Глава 1. Конфеты

«Так или иначе, но оказалось, что в центре города есть такое забытое место. Улочки были настолько тесные, что едва могли проехать машины. Поэтому квартал как-то упустили из виду, и у строительных компаний долго не доходили до него руки. Когда я там очутился, мне показалось, что время вернулось на двадцать-тридцать лет назад. Нескончаемый гул автомобилей вдруг стих.»
  Х. Мураками – «Хроники заводной птицы»


До взрыва 276 дней. 9 сентября 2008 года, вторник.

На витринах магазинов всегда так много сладкого! Все эти шоколадки с кокосовой стружкой или с карамельными осколками, запах клубничного крема, цвет ванильного порошка, вкус корицы, творожные зерна, кексовая крошка, ореховые хлопья и мармелад в разных формочках...

На днях мы шлялись с Мужиком по старому городу, изучая богом забытые местечки. Тут и там на нас давили булыжные стены и облупившаяся штукатурка. Какое уныние: чувство праздника теряется с исчезновением туристов. Я даже не смог купить кулек миндаля в коричневом сахаре, ибо девицы, торгующие сладостями, лениво отсиживались по углам. Мужчина  начинала злиться, это сразу становилось заметно по ее глазам - они сужались и как будто темнели. А еще она тут же поджимала губы в тонкую нитку. Я боялся, когда она злилась, пусть даже она и девушка. Я вообще рядом с ней чувствовал себя полным ничтожеством. Уж кто из нас настоящий мужчина - так это она.

Что-то я увлекся. Мы набрели на домик, с виду напоминавший гостиницу или что-нибудь в этом роде. Мужчина грела руки в карманах, наверно, в этот момент она думала о кошках, сексе и сладостях. В этом была вся она. Мы обошли домик, почему-то сбоку, а вовсе не над входом красовалась табличка, она гласила: "Музей марципана". Мы поспешили убраться и через 15 минут завалились в Макдоналдс съесть по мороженому. Марципан - отличный вид наркотика. Марципаномания. Марципанизм. Марципания. Можно использовать какое хочешь слово. Смысл один: когда Мужчина спала в своей постели, а я всю ночь мучался рядом, я очень жалел о своих мужских особенностях. Я боялся, что какой-нибудь частью тела слишком сильно прижмусь к ней, и тогда всё раскроется. Она была единственной девушкой, которую мне хотелось по-настоящему. Но для нее я оставался лишь другом, так что мне приходилось довольствоваться рукой.

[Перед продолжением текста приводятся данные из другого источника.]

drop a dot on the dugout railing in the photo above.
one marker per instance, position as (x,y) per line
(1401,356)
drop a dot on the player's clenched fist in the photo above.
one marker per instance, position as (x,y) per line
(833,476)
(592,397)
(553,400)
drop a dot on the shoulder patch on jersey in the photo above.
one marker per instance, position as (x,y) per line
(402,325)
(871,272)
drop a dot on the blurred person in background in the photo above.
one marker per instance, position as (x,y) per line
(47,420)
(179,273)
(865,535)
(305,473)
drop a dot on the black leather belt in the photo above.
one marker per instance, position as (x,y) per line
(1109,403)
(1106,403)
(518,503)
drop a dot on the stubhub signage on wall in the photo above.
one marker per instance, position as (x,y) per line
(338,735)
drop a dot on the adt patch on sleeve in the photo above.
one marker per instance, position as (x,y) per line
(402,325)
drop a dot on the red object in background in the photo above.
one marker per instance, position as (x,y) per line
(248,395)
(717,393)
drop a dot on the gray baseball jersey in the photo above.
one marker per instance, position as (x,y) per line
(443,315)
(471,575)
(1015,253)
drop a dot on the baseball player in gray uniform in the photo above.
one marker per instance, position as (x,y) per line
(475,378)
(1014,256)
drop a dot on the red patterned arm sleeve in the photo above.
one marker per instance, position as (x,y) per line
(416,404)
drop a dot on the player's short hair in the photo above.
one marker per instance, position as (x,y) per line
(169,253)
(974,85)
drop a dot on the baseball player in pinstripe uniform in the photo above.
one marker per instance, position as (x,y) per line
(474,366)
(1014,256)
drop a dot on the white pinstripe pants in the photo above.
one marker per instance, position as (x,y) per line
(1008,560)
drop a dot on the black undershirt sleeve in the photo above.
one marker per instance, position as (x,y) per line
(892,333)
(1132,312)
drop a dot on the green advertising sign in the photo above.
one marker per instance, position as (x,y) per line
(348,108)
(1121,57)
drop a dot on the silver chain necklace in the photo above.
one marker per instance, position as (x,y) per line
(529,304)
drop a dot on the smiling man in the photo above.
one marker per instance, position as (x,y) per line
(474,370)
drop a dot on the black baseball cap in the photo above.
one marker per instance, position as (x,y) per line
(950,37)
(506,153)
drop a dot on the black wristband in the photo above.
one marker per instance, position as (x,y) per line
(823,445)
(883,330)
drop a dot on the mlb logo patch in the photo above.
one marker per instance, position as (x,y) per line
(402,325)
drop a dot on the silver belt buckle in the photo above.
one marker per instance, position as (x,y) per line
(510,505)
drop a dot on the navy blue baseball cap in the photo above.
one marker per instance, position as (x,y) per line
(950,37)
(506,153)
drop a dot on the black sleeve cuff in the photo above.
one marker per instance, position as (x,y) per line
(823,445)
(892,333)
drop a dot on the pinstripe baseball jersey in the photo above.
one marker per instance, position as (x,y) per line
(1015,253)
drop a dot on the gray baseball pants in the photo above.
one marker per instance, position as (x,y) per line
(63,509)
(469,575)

Стоп. Я планировал рассказать о прелестях шоколада, а разговор потек в сторону моих низменных потребностей. Глаза Мужика медленно оттаивали, в них уже поблескивали золотистые искорки карамели, девушка успокаивалась и расплывалась в улыбке. 

-Нравится? - поинтересовался я, когда молчание мое стало слишком неприличным.
-Нам надо трахнуться. Оставайся на ночёвку.

Я тоже сделал вид, что не расслышал. Мы помолчали: она аккуратно слизывала липкую массу цвета охры, я разглядывал кассиров. Интересно, а есть ли еще такие девушки, как моя Мужчина?
-Ну, так что? - снова напомнила о себе она.
-Я бы "за", но завтра с утра у меня дизайн.
-Я купила новое белье.
-Я давно ничего не покупал, - признался я.
-Это ничего. Я давно привыкла к твоим полинявшим трусам, - она доела мороженое.

Я промолчал. Кажется, мы и правда спали вместе слишком часто.   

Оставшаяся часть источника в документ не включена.